In the coming months we may see changes within the tax code that will positively affect your investments as well as your real-estate. First, as part of the Details Of Donald J. Trump’s Tax Plan, the plan purposes a one-time deemed repatriation of corporate cash held overseas at a significantly discounted 10% tax rate. Sine we are making America’s corporate tax rate globally competitive, it is only fair that corporations help make that move fiscally responsible. U.S.-owned corporations have as much as $2.5 trillion in cash sitting overseas. Some companies have been leaving cash overseas as a tax maneuver. Under this plan, they can bring their cash home and put it to work in America while benefiting from the newly-lowered corporate tax rate that is globally competitive and no longer requires parking cash overseas. If your retirement account or IRA is invested in companies that have heavy overseas income they potentially will bring back a large share of the cash sitting overseas. This will have a direct value to your investments and the economy as repatriated money is re-circulated within the U.S.

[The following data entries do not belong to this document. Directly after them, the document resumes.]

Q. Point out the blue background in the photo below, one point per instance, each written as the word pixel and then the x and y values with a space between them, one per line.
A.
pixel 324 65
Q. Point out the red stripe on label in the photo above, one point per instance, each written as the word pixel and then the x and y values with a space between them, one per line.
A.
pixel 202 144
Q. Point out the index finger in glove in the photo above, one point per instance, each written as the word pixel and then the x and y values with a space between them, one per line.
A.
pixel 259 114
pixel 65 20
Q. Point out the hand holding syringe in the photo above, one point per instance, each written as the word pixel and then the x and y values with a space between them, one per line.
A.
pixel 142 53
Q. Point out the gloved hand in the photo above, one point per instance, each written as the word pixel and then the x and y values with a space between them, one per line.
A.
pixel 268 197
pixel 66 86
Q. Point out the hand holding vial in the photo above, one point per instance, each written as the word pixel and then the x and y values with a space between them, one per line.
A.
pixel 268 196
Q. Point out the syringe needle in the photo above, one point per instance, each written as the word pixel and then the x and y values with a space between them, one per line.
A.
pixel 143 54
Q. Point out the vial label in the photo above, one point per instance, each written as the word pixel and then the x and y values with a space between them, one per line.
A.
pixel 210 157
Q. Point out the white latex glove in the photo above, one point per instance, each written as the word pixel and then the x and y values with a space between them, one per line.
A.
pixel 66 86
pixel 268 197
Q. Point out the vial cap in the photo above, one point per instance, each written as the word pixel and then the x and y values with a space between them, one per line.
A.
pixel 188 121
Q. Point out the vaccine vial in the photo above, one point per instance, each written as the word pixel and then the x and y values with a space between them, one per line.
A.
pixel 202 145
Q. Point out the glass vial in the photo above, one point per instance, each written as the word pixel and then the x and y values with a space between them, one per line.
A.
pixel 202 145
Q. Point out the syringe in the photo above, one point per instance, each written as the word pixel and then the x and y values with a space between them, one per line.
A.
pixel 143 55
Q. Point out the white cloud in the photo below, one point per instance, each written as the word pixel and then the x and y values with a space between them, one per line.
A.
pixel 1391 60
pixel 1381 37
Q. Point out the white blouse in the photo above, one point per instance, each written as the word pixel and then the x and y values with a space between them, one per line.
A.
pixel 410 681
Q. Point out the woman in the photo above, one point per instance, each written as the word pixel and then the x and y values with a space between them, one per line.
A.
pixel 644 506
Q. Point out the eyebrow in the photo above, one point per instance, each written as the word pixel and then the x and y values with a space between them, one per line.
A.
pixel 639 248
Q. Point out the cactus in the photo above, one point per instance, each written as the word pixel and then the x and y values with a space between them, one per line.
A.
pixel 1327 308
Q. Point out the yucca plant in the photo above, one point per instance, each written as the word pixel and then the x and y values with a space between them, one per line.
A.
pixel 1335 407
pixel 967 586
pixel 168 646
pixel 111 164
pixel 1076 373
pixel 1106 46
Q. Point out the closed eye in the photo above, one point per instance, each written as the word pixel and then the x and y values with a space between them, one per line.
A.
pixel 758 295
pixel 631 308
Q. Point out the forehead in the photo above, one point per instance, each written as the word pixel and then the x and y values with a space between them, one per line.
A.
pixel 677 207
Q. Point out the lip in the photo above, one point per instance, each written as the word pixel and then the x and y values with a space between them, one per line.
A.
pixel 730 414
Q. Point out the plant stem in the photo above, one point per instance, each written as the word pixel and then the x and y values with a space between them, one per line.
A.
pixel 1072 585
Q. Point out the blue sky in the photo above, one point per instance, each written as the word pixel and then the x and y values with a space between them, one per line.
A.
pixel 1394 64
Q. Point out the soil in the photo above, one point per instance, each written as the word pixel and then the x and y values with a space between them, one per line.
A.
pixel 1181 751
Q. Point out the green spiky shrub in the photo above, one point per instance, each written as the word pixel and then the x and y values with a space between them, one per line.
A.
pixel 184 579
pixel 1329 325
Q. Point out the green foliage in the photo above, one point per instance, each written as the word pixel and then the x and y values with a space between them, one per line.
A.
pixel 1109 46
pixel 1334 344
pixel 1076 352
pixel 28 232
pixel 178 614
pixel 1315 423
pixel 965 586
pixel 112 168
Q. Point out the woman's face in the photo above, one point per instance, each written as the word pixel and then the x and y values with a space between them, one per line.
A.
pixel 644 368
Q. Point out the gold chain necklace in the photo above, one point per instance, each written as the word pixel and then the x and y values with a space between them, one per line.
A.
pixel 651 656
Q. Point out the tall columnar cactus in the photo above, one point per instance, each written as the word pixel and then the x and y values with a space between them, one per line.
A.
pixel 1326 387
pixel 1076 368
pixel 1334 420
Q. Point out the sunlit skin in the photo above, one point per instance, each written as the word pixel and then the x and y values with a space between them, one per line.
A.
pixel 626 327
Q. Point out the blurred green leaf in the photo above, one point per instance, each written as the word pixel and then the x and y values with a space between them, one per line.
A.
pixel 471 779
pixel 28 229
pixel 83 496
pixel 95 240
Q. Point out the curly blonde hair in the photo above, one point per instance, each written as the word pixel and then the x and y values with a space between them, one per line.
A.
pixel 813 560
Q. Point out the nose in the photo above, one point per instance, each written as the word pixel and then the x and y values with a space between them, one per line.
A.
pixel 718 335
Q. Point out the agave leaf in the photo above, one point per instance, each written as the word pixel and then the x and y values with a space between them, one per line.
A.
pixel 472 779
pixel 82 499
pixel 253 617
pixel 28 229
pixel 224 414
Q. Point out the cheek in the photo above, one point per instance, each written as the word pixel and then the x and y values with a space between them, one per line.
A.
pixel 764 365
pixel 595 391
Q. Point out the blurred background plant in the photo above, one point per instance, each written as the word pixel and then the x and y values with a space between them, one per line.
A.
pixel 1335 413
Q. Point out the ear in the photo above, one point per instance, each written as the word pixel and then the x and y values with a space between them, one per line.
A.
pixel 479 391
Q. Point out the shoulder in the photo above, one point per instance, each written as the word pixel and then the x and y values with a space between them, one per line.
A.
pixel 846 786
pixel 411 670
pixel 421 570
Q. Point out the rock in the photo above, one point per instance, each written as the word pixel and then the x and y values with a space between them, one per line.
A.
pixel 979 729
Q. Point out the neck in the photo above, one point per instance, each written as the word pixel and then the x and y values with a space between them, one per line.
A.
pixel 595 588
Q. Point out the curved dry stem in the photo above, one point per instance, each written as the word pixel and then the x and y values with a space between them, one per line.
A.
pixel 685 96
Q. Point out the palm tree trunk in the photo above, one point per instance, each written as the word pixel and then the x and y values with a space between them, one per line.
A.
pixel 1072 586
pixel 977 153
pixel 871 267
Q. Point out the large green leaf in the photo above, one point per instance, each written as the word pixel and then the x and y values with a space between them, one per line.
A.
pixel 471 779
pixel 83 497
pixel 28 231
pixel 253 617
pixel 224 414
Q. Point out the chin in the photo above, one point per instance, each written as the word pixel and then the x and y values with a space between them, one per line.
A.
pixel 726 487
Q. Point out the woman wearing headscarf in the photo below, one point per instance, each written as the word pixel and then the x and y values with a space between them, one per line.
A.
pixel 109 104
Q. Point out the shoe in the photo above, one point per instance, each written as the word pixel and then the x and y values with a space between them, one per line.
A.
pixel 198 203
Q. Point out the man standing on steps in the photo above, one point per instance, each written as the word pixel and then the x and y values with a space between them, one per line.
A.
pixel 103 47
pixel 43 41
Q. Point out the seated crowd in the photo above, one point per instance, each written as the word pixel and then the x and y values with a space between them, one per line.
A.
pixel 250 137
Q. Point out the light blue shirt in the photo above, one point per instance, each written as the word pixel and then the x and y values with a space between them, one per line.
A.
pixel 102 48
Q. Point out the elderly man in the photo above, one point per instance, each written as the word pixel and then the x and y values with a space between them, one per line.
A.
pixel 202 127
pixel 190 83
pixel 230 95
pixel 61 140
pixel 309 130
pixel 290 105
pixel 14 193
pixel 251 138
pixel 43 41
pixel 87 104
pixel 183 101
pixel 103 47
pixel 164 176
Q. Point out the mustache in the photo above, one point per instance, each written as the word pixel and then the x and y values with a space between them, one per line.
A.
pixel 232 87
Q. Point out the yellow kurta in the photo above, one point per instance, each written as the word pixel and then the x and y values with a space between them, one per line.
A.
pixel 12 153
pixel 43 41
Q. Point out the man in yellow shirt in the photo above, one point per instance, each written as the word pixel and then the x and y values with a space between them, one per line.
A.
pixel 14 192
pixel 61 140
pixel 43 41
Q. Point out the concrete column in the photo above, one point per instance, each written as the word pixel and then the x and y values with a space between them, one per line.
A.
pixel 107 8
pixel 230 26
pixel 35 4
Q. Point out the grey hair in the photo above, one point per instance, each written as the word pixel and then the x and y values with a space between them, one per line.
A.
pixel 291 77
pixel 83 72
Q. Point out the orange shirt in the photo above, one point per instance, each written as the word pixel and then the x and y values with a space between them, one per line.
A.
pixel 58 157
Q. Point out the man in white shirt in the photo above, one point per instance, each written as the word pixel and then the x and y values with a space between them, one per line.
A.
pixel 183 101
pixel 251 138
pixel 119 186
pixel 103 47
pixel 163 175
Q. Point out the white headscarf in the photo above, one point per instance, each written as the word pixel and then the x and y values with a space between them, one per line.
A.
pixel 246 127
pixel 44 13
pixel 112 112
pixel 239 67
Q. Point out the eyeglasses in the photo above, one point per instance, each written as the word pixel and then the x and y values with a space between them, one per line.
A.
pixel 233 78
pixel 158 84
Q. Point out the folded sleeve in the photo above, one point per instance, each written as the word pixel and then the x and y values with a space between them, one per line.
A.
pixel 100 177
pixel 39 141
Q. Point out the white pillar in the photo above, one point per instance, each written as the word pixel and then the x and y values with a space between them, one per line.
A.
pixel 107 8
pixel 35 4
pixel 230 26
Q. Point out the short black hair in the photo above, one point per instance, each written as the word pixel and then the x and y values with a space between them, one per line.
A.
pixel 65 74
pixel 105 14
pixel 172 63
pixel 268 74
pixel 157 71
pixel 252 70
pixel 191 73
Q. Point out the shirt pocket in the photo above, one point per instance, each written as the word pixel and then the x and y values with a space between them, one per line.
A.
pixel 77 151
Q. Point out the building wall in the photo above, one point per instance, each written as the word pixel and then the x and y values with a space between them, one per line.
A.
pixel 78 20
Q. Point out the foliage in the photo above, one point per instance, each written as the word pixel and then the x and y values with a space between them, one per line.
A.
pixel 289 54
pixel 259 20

The second, as part of a pro-growth tax plan, is lowering corporate taxes to a flat 15% rate. This will immediately stop the out flow of corporations that are using inversion purchases to escape the very high US corporate tax rates of 39% once you hit $100,000.00 of taxable income. What is corporate inversion? Corporate inversion is the process by which companies, especially U.S.-based companies, move overseas to reduce the tax burden on income. Companies that receive a significant portion of their income from foreign sources employ corporate inversion as a strategy, since that income is taxed both abroad and in the country of incorporation. Companies undertaking this strategy are likely to select a country that has lower tax rates and less stringent corporate governance requirements. Stability of corporations is of utmost importance. Public corporations are owned by us, as in you and me, and the more successful they are the more they will increase research and development, expand manufacturing, pay dividends, buy back shares or purchase other companies. The success of private corporations, where most of us work, will help us one day in retirement and spur the growth of commercial real-estate in the meantime.
Restructuring the way we tax corporations who do business overseas and by enticing them to look inside our borders to establish their operations with tax breaks will benefit all of us (as in you, me and the US economy).